I'd like to think that most of the engineers on here detail anchorage and specify blocking for the parallel conditions.

 

[SWComposites]

1. this has been discussed many times on this forum. it doesn't calc out but its been done forever so in the prescriptive code
2. no idea, other than magic.
3. presumably there is a expansion filler material. otherwise, just something that has "worked"
4. thru the floor sheathing, lol. probably doesn't calc out. but it has been long done and is in prescriptive code

 

[JoshPlumSE]

How are you analyzing the wall?
a) You could model it as a cantilever retaining wall that is free at the top and fixed as a base. That base footing would need to resist significant moment.
b) You could analyze it as a pinned-fixed wall where the top diaphragm or slab restrains the top and there is, therefore, less moment at the base.
c) You could analyze it as a pinned-pinned wall, I suppose. But, there would have to be some major sliding resistance at the base... though if there is a basement slab, that sliding resistance could be easily handled.... especially since there would be resistance from the opposite wall as well.
d) You could analyze it as a wall that is pinned on both sides, the top and fixed (or pinned) at the base. If there is reinforcement is both directions, this is probably more realistic.... My guess is that this would be closer to the reality of how the wall will actually behave.
e) Lastly, does the footing have a heel that extends out into the other direction under the retained soil. I've seen a lot of retaining walls whose have a small 'toe' part of the footing, but a larger heal.... Meaning the gravity weight of the soil helps to stabilize the footing.

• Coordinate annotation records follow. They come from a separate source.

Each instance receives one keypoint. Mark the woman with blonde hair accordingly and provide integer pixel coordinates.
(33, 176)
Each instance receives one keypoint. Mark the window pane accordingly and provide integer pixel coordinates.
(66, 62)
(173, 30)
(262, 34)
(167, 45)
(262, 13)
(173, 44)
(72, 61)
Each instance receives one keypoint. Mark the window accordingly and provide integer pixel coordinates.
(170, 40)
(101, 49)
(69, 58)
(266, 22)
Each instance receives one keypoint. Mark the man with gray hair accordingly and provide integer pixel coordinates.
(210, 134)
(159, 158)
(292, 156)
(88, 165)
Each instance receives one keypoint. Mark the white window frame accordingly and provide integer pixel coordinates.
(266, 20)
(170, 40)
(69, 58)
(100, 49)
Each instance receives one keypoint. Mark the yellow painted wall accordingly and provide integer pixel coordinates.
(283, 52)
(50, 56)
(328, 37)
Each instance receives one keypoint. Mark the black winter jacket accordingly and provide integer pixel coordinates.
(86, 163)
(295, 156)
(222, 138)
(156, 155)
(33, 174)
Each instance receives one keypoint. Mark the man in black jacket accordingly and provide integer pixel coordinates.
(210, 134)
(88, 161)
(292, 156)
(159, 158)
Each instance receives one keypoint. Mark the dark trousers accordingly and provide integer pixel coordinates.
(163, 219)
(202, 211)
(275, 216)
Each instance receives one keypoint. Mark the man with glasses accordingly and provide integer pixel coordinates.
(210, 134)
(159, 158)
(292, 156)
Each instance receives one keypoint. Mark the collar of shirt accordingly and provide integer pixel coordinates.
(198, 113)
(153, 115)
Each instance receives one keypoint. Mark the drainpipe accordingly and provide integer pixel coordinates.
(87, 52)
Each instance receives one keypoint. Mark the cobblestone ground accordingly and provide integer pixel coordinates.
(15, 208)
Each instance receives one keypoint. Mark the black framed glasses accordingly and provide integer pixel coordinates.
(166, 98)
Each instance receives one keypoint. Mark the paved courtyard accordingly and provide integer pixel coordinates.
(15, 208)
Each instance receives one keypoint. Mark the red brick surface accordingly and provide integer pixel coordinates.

If you go with d), then I suspect you won't get much overturning at the base and the footing will be more about gravity resistance.... Though I do prefer to have the footing and basement slab connected and poured together.

 

[TRAK.Structural]

These are good questions, and also ones that I'm interested to see responses from those that have done residential for a lot longer than me.

1. If I were designing this connection I would tighten up the spacing of the anchors. Another option could be a ledger that floor joists are face mounted to; this would provide direct load transfer through bearing. Curious is anyone does this??

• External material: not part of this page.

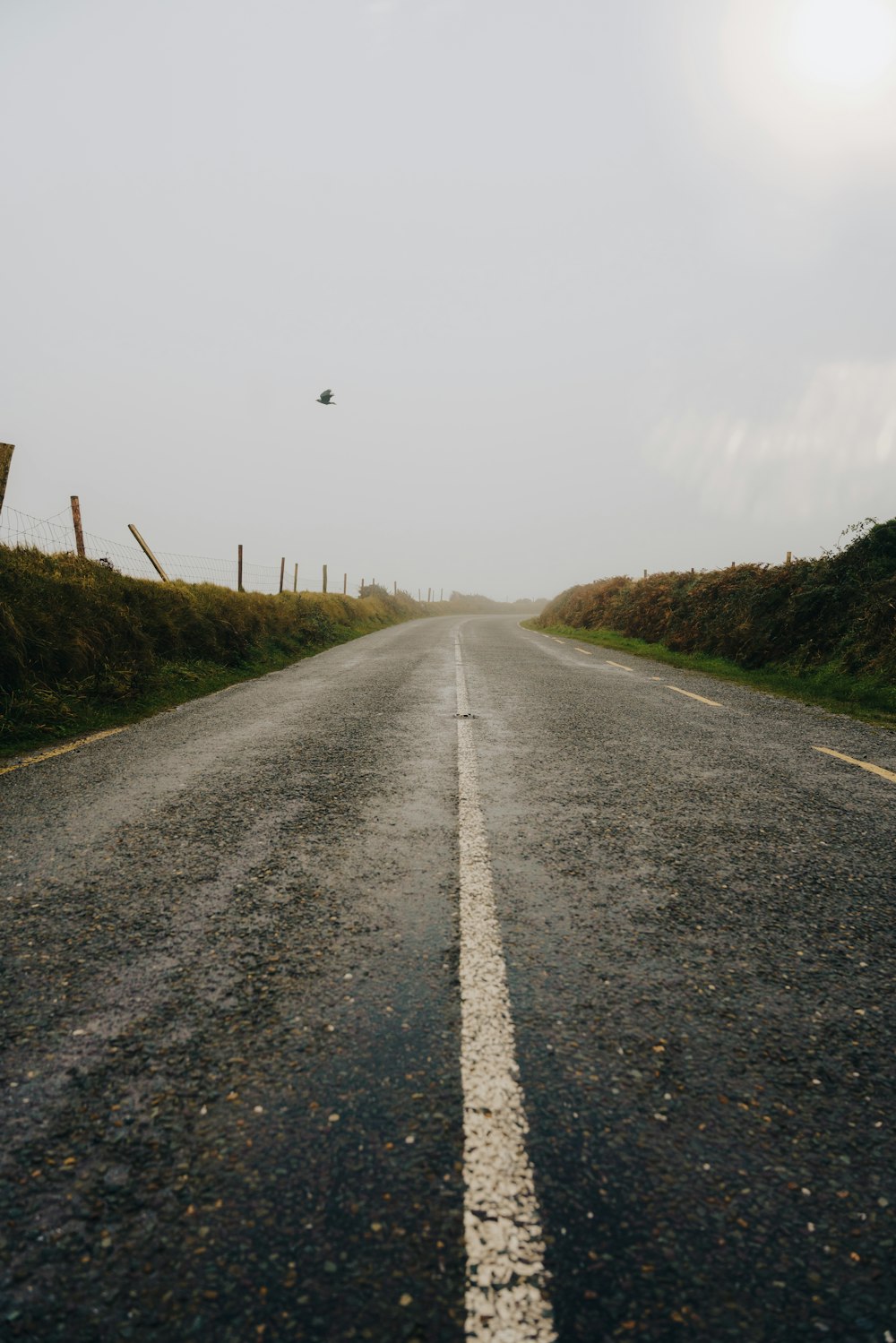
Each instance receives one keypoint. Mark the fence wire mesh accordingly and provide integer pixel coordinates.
(54, 535)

2. I think the floor diaphragm would re-distribute this unbalanced load to the perpendicular walls that would act as shear walls. Footing sliding resistance on these perpendicular walls has to be adequate.

3. Don't know if I've ever seen expansion filler in a residential basement slab. If it were there, I would suspect that the horizontal reaction at the base slab level would be resisted by the entirety of the sliding resistance of the wall footings (all 3 walls). And don't forget about passive resistance on the vertical face of the footings.

4. No idea on this one, I would spec blocking for a few joist spaces.

 

[Eng16080]

1. how does a 1/2" diameter anchor bolt at 4 to 6 (!!) ft in a 2x plate on center support a top of wall reaction of nearly 450 plf. The bolt has 1/4 to 3/8 of gap because they drill it with a 1 inch bit so they can slide the sill plate over the bolts easier. Do not say friction.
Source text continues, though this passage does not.